Veteran
Veteran (Corée du Sud - 2015)
Réalisation/Scénario : Seung-wan Ryoo
Interprétation : Jeong-min Hwang, Ah In Yoo, Hae-jin Yoo | voir le reste du casting
Ryoo Seung-wan fait l'objet cette année d'une petite rétrospective au BIFFF. Le cinéaste coréen, que certains ont découvert avec Arahan (sympathique mais foutraque comédie d'action, projetée au BIFFF) en 2004 mais la plupart avec City of Violence en 2006, fait régulièrement le tour des festivals de cinéma de genre avec des films toujours remarqués (les thrillers The Unjust en 2010 et The Agent en 2013), à défaut d'être durablement marquants. Seung-wan s'inscrit, sans démériter mais sans génie non plus, dans le renouveau d'un cinéma de genre coréen en plein boom depuis quelques années. Son cinéma est propre, souvent efficace mais un peu impersonnel.
D'emblée Veteran a la bonne idée de s'engouffrer dans le sillon de la comédie policière engagée, qui fustige avec causticité le petit monde désormais bien connu dans le cinéma coréen contemporain de la police corrompue et des criminels impunis. Dans la lignée du récent Hard Day de Kim Seong-un, Seung-wan choisit le mélange des genres pour nous raconter l'histoire d'un flic cherchant à faire tomber un riche héritier qui se sert de son argent pour ne jamais se trouver trop inquiété par la police. Jusqu'au jour où l'un de ses employés fait une chute plus que douteuse du dixième étage.
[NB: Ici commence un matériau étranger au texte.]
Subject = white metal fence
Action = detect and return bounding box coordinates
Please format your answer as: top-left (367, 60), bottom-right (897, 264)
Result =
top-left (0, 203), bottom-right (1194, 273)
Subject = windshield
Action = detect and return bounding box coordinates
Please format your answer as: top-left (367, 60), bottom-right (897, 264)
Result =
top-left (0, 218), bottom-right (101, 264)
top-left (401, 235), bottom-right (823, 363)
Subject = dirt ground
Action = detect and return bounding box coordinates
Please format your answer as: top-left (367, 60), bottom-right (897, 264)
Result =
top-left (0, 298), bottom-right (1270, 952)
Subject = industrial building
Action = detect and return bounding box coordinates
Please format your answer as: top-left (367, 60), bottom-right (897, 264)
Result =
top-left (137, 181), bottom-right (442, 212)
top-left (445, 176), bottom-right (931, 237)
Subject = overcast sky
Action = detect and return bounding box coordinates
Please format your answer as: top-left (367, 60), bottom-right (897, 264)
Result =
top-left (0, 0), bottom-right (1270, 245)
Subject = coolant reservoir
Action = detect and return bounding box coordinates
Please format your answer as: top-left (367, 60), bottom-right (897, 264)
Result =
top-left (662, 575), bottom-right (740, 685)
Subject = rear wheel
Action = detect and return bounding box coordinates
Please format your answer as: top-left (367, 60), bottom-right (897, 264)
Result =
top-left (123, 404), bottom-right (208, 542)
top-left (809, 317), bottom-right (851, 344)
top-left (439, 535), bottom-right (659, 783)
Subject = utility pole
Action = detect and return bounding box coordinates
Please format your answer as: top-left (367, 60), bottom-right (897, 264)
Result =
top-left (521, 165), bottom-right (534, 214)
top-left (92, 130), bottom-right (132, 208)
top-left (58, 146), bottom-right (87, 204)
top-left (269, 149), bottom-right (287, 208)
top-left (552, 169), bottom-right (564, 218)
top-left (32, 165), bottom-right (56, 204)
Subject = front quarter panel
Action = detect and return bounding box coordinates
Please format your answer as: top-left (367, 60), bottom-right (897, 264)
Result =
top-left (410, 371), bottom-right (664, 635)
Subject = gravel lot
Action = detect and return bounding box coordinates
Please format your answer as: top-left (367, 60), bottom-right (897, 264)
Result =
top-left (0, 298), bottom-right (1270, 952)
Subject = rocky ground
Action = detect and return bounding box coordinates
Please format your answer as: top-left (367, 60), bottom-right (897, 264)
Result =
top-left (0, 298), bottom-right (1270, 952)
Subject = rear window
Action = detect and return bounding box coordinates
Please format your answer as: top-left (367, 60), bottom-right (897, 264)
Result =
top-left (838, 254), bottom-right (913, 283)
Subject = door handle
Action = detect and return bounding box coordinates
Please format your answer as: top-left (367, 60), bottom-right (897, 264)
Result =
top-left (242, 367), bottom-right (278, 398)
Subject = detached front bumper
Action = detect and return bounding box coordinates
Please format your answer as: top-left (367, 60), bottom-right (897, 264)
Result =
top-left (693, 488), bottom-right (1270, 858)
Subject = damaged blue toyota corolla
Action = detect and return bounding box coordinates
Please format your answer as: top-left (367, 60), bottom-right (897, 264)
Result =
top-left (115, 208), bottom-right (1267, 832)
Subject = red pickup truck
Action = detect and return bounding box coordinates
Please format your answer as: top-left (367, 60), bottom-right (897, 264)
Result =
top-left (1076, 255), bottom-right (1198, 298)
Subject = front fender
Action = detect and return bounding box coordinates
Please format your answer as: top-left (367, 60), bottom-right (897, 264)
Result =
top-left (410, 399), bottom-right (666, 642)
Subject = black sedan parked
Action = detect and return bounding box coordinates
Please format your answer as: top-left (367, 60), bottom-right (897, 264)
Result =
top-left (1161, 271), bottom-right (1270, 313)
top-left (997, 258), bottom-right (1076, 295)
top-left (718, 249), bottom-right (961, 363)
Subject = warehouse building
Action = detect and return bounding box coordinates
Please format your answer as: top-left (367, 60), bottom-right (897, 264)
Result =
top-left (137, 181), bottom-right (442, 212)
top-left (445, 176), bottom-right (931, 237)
Dans un sillon creusé par Bong Joon-ho, Seung-wan se montre particulièrement offensif vis-à-vis des institutions coréennes et de la manière dont toutes s'alimentent les unes les autres, quel que soit leur « bord » initial. Un motif simple figure la corruption et le détournement du regard des autorités face à l'illégal : la caméra qu'on obstrue. A de multiples reprises, le film jouera ainsi sur ce qui se produit devant les caméras (de surveillance, le plus souvent, mais aussi celle des smart-phones de passants), la poudre aux yeux, et l'image reconfigurée lorsqu'on bouche cette caméra. Un jeu de dupes s'orchestre alors parfois et nous offre simultanément deux versions d'un même événement, selon qu'une caméra le capture ou non. Le ressort est efficace, puisqu'il sert à la fois le versant comique et critique du film.
Malheureusement, les bonnes idées de ce genre se comptent sur les doigts d'une main et peinent à masquer les gros problèmes de rythme et de ton dont souffrent le film. S'il commence tambour battant par une belle séquence d'action débridée (où des docks se transforment en dédale coloré), le film se pose trop longuement par la suite et déroule des tunnels de dialogue interminables que réveillent à peine de légers sursauts d'incongruité. Ce n'est que trop rarement que l'alchimie entre les genres et les tons prend corps, le plus souvent les intentions ne cohabitent pas et ainsi s'annulent. Tour à tour film d'action, comédie loufoque, on frôle même parfois la comédie musicale, Veteran échoue à incarner la chute dans l'absurde que pouvait représenter Hard Day, ou le mélange des genres salvateur et cohérent auquel s'essaient des cinéastes comme Bong Joon-ho (The Host, Mother) ou Oh Young-doo (Invasion of Alien Bikini, Young Gun in The Time). Restent de bonnes séquences isolées les unes des autres.